Before I go to far into the depths of my brain, first a long over-due update of the state of Scott.
I’ve knocked out a few races this season and had some inconsistent results. I had intended to race 70.3 Worlds in Mont Treblanc via qualification at Kansas 70.3, but that didn’t work out. I didn’t get a slot outright, and was unable to stay for roll-down, so that has required a change of plans. The result being that I am going to be doing Racine, even though I *hate* the roads there.
The last two and a half years for me in triathlon have been a challenging experience. I’ve written about some of my ups and downs here, and vented a lot of my frustration to people over dinner, via email, and other places . I’m actually surprised I posted about it only the one time on my blog, because I’m sure if you asked some of the targets of my venting they might possibly tell you that I am a class 1 whiney bitch. Responses have ranged from “You hold yourself to a very high standard, let loose and just have fun” to “STOP THINKING” and everywhere in between.
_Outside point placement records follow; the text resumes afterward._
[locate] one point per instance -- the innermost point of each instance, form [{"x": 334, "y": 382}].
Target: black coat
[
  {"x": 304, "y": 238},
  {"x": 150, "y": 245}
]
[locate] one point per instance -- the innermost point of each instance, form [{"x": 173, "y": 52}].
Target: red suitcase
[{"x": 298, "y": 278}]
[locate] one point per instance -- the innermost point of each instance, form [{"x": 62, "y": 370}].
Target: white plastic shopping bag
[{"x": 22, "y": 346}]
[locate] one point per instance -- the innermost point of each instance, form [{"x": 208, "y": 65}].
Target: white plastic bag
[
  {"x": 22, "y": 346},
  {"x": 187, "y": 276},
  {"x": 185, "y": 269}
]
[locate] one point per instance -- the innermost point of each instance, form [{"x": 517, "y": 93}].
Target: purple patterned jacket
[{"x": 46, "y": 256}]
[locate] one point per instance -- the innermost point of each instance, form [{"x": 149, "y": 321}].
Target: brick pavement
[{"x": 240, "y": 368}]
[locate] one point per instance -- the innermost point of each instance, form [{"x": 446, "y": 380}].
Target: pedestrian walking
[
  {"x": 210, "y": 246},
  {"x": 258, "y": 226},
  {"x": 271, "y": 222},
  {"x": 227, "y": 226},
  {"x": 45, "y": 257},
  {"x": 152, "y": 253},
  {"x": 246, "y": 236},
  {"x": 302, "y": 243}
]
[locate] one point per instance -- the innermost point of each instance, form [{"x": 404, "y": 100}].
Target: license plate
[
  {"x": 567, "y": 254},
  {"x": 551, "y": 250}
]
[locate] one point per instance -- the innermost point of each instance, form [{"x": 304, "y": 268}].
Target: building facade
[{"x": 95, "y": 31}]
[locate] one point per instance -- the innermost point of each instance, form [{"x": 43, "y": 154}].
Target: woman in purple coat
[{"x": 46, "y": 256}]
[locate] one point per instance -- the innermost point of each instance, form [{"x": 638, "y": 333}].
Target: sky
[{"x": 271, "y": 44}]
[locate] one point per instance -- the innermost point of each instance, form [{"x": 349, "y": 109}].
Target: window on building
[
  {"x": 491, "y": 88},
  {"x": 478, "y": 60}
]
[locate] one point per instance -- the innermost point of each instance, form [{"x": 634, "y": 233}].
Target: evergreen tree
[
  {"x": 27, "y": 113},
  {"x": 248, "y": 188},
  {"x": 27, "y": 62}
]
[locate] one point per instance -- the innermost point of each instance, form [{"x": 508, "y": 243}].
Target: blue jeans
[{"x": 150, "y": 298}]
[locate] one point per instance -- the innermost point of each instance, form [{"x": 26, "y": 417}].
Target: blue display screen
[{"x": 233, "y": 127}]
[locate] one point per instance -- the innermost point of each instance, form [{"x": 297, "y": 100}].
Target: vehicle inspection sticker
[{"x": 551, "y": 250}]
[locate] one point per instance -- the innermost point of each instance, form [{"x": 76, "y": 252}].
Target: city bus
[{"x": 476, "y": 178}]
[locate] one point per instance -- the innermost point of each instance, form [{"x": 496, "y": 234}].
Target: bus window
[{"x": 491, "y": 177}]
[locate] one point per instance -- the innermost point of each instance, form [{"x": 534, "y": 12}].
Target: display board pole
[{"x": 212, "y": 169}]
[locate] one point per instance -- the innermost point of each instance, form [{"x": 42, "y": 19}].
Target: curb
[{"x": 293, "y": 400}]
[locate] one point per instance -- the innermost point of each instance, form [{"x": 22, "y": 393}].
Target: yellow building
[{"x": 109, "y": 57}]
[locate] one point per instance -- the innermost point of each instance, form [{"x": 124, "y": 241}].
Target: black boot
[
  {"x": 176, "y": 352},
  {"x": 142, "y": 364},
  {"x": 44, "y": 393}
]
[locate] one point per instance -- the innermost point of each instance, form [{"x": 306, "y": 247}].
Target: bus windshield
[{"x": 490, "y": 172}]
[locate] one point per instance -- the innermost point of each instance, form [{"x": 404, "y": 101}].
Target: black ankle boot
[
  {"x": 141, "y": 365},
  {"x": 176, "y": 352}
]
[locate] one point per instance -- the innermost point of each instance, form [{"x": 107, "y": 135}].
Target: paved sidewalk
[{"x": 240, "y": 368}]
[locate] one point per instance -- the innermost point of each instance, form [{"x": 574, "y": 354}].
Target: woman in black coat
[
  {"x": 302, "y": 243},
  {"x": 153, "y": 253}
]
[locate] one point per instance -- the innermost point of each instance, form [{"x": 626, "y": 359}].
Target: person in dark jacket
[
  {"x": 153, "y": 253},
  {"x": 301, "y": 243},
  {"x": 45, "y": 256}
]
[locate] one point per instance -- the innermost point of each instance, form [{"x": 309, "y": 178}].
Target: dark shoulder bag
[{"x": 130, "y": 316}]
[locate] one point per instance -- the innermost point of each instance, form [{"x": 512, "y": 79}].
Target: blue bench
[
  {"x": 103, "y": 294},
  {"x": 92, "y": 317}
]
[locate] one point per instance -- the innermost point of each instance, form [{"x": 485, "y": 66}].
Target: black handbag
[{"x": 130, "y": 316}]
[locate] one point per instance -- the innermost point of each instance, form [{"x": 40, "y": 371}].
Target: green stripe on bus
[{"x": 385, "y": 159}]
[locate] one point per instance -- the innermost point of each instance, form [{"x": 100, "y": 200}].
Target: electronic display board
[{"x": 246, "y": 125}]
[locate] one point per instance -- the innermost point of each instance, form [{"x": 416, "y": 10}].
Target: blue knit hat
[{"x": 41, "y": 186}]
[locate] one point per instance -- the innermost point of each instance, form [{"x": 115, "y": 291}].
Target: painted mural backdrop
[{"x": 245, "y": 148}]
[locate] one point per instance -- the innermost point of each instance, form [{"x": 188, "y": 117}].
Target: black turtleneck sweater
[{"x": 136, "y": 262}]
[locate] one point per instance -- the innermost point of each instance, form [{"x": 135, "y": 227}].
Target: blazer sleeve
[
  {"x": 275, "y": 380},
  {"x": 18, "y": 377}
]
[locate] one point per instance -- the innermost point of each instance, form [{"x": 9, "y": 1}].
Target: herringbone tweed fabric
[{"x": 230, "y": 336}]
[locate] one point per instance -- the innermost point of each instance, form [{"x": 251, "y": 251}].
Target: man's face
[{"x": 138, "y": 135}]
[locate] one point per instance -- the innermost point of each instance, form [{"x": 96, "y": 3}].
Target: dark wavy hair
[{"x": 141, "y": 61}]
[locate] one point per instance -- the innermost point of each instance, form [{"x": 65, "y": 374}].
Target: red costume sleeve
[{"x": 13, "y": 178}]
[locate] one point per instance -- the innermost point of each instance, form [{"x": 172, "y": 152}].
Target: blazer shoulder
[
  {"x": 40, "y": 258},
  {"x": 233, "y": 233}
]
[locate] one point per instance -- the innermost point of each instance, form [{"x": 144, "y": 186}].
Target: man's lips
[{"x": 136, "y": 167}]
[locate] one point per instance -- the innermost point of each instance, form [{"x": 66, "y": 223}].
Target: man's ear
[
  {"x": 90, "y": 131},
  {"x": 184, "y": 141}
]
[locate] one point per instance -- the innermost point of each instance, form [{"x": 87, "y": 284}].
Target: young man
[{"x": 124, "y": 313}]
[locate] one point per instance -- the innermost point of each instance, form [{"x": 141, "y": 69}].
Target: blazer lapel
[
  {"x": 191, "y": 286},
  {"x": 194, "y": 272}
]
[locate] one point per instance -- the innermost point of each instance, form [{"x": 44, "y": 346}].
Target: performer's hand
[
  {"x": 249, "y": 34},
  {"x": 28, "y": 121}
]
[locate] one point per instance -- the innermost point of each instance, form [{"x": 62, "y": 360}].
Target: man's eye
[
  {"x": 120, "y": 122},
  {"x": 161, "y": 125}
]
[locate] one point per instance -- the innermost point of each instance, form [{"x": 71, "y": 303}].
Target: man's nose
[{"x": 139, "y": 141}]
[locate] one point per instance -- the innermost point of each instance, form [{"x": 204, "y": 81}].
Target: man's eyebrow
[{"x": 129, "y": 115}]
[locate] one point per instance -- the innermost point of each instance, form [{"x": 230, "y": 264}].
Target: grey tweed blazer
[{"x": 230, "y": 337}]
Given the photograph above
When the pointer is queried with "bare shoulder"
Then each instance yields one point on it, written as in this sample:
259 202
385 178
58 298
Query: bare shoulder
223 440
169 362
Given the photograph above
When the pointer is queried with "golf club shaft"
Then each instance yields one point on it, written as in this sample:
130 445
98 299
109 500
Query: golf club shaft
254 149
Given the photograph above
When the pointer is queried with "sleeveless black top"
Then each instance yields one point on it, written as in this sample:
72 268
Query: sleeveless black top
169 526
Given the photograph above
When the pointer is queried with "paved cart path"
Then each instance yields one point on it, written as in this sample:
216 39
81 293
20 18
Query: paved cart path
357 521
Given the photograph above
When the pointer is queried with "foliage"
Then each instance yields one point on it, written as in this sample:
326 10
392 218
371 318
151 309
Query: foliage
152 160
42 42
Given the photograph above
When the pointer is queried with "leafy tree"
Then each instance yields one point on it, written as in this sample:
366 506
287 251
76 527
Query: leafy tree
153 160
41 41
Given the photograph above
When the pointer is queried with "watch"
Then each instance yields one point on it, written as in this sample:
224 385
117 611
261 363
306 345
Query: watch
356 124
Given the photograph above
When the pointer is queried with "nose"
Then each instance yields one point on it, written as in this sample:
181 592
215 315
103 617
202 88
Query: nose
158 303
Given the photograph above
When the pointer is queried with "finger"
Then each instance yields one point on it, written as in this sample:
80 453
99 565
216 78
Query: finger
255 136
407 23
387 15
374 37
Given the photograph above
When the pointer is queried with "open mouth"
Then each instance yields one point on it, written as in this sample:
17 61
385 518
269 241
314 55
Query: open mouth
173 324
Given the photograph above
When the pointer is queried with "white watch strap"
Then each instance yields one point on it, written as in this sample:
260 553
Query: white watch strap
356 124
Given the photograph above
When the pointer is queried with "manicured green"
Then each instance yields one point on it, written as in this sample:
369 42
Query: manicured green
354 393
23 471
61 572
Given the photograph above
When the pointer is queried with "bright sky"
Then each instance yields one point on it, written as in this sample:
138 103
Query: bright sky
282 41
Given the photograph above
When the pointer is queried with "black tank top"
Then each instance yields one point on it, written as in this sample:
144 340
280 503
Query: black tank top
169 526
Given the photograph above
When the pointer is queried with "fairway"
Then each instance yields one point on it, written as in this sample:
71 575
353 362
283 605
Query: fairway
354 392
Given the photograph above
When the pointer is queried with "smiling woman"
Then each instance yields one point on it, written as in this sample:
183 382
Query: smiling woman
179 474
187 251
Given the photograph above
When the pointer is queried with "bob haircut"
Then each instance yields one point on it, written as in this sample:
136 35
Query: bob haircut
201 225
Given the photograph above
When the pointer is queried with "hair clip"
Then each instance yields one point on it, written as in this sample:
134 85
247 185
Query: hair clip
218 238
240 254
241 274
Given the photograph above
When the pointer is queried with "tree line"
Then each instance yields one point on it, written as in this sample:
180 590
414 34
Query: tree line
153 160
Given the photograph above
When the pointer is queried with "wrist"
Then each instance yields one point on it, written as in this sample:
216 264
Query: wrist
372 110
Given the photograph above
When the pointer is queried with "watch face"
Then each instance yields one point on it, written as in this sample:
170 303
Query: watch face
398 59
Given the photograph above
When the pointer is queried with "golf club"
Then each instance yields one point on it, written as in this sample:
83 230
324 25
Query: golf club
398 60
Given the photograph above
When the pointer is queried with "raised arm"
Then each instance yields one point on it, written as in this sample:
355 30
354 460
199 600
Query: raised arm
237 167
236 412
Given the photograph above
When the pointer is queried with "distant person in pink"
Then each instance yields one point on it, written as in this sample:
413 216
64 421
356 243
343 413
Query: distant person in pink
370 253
Let me catch you up on the general chain of events.
November 2011 – I have a great race at Ironman Arizona, I wreck my bike.
February 2012 – I get my bike replaced (finally) and everything about it seems wrong even though everything is the same.
April 2012 – Massive PR at Half marathon, become a Dad
June 2012 – Solid race at IMCDA when massively undertrained (intentionally) . I get my bike fit revisited. I still hate how I feel on the bike.
October 2012 – Life best fitness, get sick two days before Kona, still manage a good showing – triathlon depression. I still hate how I feel on the bike.
November 2012 – I race a 10k and I literally feel like I forgot how to run (Were my glutes surgically removed!????) or do any sort of physical activity with any amount of coordination.
May 2013 – Realize I’ve been bumbling around without much purpose for triathlon for several months, reach out to Mark for some advice, similar to what he lent me back in mid-2011, which helped greatly set me on a good path for the fall of 2011. We decide to work together to do some big things. I still hate how I feel on the bike and run, and even a lot of time swimming.
June 2013 – I have a superb race at IMCDA, so awesome that I forget how awful I feel when training.
January 2014 – For various reasons I go back to being self-coached. I still hate how I feel when I train.
May 2014 – I become so fed up with how I feel when training that I decide something must be physically wrong with me. Fast, slow, lots of training, almost no training, lots of sleep, no sleep, lots of eating, very little eating – and all combinations of those – I feel some combination of: uncoordinated, weak, awkward, drowning, etc.
*First* I want to interject here: depending on who you talk to about sports – there are a fair number of people that will tell you that it really doesn’t matter how you feel. You don’t need to feel good, or sometimes even fresh to go fast. I agree with those people. I proved that with IMCDA last year, and countless times throughout my athletic career.
But when I say that I feel awful, I’m talking my hip flexors are screaming after 2 or 3 minutes at threshold on the bike. Only sitting up in a road position makes it tolerable, no amount of stack height, saddle height/foreaft change make any difference. Running anything faster than 7:45 takes a force of will and feels completely out of control. Running is quad only, very little from hamstrings and glutes. My hip flexors and hamstrings are so tight, they have moved up a couple of octaves.
This awful is day-in, day-out fun sapping stuff, leading to negative thinking, questioning, searching, poor execution at races and training, inconsistent quality training.
Moving on – I meet with a PT, who proceeds to look me over and find a couple of things in my pelvis – adjusts them gives me some exercises and send me on my way. His best guess was that this was caused by a fall at some point. When I woke up the next day, it’s like a whole new world of sensations is happening, I can’t tell if it’s good or bad, but something is happening. There are some minor, but immediate improvements in the feedback loop while training. After a few weeks, those sensations actually progress to the point where I can separate the “negative” sensations back to causes and make some corrections.
Today – The good news is, with less and less frequency do I feel like I belong on this chart
In addition to that, in the days leading up to IM Kansas 70.3, I actually felt on, and ready to go – which has been a fleeting feeling the last 18 months. I did mess up on the execution, but I was prepared and firing on all cylinders.
The bad news is that for I’ve spent a long time in various states of moping, searching, not focusing about my training. The upside of that is that because I am actually enjoying how I feel when I train – this should be an easy thing to rectify – so I shall see where the path takes me.
The moral of the story is that it’s normal to feel tired and sore – even sometimes for long periods of time, but when things start to become less fun and your body is sending you various signals that make you feel that something is just not right with your body (or anything really) – take the time to investigate it and correct it. Once corrected, things suddenly become a lot more fun.